BIOWriter

The BIOWriter utility converts a tagged name corpus from XML tags to BIO tags. It is invoked by

jet -BIOWriter XML-collection BIO-file

where XML-collection is the name of the input file -- a collection of XML-annotated files -- and BIO-file is the name of the output file. XML-collection should contain a list of the file names of the XML-annotated document files, one file name per line. File names may either be absolute paths or relative paths; relative paths are interpreted relative to the directory containing XML-collection.

Each XML-annotated document file is annotated in MUC format. Only data between <TEXT> and </TEXT> is processed. Names should be marked with <ENAMEX TYPE=type> ... </ENAMEX>; tags of the form <TIMEX> ... </TIMEX> and <NUMEX> ... </NUMEX> are also allowed but are ignored.

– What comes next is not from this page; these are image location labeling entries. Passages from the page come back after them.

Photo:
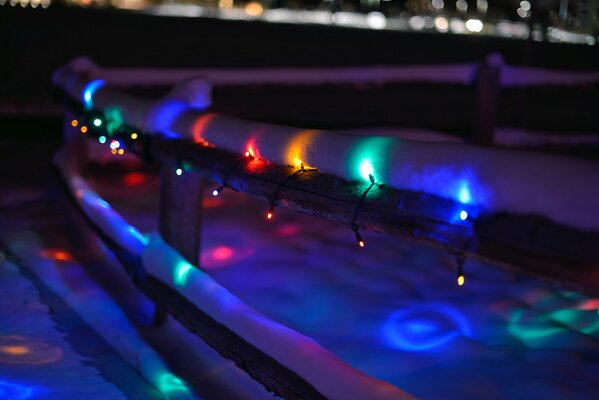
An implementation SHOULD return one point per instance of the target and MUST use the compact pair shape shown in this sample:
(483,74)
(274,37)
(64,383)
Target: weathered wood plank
(181,209)
(274,376)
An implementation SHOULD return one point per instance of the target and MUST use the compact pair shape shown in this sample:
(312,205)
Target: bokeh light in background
(558,21)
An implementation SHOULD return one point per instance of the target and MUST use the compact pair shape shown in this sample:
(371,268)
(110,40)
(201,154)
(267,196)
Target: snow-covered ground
(36,361)
(394,311)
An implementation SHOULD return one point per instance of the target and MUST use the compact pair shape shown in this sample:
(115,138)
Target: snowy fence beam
(531,244)
(181,209)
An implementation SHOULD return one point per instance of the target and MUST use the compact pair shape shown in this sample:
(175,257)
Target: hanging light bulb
(270,213)
(359,238)
(461,279)
(217,191)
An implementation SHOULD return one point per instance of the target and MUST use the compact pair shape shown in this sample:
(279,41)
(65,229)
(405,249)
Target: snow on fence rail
(505,207)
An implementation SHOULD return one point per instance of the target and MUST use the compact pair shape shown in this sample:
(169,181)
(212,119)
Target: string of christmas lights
(273,200)
(108,128)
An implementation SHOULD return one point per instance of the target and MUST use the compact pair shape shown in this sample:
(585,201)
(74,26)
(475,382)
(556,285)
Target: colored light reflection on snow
(530,330)
(182,271)
(13,391)
(114,119)
(200,126)
(18,350)
(170,385)
(56,254)
(223,256)
(134,179)
(252,149)
(164,115)
(222,253)
(90,89)
(424,327)
(14,350)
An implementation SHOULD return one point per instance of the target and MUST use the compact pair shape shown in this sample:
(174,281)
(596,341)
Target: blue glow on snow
(164,115)
(90,89)
(181,273)
(138,235)
(13,391)
(424,327)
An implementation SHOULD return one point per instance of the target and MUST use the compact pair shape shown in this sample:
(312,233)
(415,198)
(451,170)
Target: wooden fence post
(181,209)
(487,94)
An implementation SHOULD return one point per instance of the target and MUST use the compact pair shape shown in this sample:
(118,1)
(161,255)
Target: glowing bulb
(359,238)
(366,169)
(270,212)
(217,191)
(89,91)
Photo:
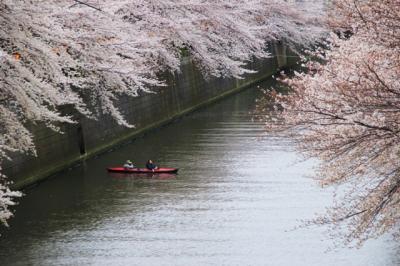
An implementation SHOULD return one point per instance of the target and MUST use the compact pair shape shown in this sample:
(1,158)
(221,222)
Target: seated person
(129,165)
(150,165)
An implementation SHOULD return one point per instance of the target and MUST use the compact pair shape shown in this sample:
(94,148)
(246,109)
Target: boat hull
(160,170)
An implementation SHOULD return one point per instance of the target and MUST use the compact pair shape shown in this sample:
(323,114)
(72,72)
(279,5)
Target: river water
(236,200)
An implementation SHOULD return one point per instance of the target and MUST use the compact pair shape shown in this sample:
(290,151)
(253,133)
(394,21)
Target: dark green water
(235,201)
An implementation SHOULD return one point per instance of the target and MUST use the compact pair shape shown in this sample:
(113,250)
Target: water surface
(235,201)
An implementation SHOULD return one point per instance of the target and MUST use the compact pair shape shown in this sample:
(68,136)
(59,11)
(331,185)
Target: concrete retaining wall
(185,92)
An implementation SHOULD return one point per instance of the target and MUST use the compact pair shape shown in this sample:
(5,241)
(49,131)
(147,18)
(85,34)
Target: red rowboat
(143,170)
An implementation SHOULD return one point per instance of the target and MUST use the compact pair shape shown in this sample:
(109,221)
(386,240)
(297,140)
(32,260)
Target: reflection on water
(235,201)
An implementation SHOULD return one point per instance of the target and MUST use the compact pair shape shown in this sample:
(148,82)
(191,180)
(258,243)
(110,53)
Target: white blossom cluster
(55,53)
(346,112)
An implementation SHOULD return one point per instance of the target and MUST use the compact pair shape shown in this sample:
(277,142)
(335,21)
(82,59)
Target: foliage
(345,110)
(52,53)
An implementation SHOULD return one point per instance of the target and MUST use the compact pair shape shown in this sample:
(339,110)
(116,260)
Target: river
(236,201)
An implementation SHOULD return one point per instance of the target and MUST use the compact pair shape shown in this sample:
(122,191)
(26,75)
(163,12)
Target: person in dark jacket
(150,165)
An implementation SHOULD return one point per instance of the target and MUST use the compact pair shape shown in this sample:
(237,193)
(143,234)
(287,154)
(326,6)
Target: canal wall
(185,92)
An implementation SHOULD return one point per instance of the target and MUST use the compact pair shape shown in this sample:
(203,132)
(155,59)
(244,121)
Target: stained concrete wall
(185,92)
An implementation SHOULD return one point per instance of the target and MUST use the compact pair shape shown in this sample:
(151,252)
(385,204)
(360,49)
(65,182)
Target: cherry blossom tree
(345,110)
(55,53)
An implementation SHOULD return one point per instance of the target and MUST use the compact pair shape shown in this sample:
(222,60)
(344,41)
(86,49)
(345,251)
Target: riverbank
(185,91)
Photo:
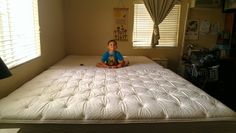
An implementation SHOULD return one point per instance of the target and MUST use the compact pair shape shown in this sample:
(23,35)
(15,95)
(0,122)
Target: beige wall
(212,15)
(52,46)
(89,25)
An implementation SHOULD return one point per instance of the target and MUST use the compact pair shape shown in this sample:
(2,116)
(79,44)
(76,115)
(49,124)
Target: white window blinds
(19,31)
(143,27)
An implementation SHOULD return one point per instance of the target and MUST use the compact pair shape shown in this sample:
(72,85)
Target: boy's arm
(121,61)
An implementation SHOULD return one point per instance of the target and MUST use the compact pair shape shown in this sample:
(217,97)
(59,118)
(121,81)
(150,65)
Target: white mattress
(74,90)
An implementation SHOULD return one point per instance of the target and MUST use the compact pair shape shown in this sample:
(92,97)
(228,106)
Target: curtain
(158,10)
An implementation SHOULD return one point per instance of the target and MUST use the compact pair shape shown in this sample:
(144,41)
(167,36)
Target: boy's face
(112,46)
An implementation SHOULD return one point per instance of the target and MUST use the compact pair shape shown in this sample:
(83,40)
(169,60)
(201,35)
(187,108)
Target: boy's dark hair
(112,41)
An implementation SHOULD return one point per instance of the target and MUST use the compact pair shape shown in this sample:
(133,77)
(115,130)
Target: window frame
(20,38)
(149,46)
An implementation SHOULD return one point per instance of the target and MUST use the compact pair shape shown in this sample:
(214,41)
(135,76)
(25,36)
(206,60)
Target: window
(19,31)
(143,27)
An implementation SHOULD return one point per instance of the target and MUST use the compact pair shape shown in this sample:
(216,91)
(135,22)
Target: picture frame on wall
(229,6)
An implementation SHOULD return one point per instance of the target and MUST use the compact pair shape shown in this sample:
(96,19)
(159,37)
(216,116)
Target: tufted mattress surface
(75,90)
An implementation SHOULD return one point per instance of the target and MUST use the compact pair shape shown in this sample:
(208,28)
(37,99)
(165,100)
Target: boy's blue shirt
(112,58)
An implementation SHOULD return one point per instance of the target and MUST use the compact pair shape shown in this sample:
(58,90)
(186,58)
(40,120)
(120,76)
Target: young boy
(112,58)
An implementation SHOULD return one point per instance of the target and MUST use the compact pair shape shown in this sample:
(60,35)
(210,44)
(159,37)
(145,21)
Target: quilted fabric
(141,91)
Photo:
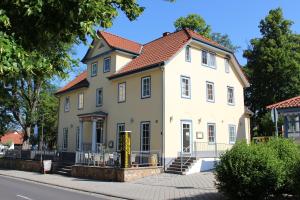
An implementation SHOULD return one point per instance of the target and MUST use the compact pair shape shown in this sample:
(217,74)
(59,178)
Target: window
(232,134)
(211,133)
(120,128)
(65,138)
(185,87)
(204,58)
(230,95)
(80,101)
(212,59)
(188,54)
(121,92)
(77,138)
(227,66)
(94,69)
(210,93)
(106,64)
(146,87)
(99,97)
(145,136)
(67,104)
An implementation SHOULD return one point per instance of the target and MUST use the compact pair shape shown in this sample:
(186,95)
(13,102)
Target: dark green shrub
(257,171)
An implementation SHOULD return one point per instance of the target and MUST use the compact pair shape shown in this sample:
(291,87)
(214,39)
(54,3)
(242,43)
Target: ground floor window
(232,134)
(145,136)
(77,137)
(65,138)
(211,129)
(120,128)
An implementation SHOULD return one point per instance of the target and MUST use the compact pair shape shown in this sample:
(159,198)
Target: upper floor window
(210,92)
(204,58)
(211,129)
(232,134)
(99,97)
(146,87)
(230,95)
(80,101)
(67,104)
(106,64)
(121,92)
(94,69)
(185,87)
(227,66)
(209,59)
(188,54)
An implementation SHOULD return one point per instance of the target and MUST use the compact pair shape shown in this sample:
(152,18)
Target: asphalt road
(15,189)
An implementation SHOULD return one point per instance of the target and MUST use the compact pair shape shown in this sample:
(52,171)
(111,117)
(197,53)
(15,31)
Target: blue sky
(239,19)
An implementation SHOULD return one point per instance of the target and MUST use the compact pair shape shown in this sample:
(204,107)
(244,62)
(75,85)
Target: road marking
(24,197)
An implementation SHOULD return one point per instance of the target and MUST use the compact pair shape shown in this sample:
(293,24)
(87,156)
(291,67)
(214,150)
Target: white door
(186,136)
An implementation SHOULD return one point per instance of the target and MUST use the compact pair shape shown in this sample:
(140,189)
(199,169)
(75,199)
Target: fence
(138,158)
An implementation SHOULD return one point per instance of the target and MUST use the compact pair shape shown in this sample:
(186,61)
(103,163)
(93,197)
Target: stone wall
(23,165)
(113,174)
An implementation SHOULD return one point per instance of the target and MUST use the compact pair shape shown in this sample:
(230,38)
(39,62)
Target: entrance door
(99,131)
(186,134)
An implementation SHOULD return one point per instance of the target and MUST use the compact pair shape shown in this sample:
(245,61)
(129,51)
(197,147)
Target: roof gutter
(137,70)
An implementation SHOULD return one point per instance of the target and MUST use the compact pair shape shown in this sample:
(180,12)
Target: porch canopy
(90,117)
(290,110)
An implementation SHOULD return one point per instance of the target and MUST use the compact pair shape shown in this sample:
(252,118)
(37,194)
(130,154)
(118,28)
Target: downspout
(163,117)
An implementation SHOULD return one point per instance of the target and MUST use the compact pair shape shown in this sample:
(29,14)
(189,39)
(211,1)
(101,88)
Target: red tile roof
(118,42)
(72,83)
(13,136)
(157,51)
(289,103)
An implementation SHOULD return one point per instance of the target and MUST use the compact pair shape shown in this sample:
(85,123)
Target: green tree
(196,23)
(273,66)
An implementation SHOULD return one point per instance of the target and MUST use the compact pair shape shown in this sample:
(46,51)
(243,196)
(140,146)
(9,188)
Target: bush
(258,171)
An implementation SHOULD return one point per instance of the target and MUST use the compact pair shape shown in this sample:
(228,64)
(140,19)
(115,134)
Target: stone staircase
(187,163)
(62,168)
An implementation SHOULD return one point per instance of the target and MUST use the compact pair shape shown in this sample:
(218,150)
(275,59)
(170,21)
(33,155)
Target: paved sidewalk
(163,186)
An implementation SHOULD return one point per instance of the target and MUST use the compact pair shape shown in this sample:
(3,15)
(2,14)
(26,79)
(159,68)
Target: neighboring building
(174,93)
(13,137)
(290,110)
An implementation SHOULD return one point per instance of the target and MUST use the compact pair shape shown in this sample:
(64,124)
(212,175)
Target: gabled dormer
(109,53)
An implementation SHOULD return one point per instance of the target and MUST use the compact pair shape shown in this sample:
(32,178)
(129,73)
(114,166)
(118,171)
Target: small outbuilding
(290,110)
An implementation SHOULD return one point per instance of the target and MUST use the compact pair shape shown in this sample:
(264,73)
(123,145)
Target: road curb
(66,187)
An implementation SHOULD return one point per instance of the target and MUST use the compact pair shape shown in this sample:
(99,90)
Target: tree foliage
(273,65)
(196,23)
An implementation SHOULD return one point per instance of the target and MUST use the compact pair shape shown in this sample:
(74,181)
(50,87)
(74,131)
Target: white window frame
(185,87)
(67,104)
(143,137)
(94,69)
(65,138)
(208,133)
(77,137)
(188,54)
(105,69)
(229,97)
(207,56)
(80,101)
(98,97)
(148,94)
(213,92)
(227,65)
(121,92)
(232,138)
(120,127)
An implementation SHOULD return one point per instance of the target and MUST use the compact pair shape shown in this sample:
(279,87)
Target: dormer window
(188,54)
(106,64)
(94,69)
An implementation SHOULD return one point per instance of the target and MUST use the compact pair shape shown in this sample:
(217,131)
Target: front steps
(187,163)
(63,168)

The output file (BIO-file) consists of one token per line, with a blank line between sentences. Each line consists of the token, a blank, and a BIO tag. Tokens outside a name are tagged "O". A sequence of the form <ENAMEX TYPE=type> token1 token2 token3</ENAMEX> will be rendered

token1 B-type
token2 I-type
token3 I-type

The single BIO-file contains information from all the documents in the input collection.

Note: if input is available as a single file with <DOC> ... </DOC> surrounding each document, it can be converted to the required (one document per file) form with the MakeCollection utility.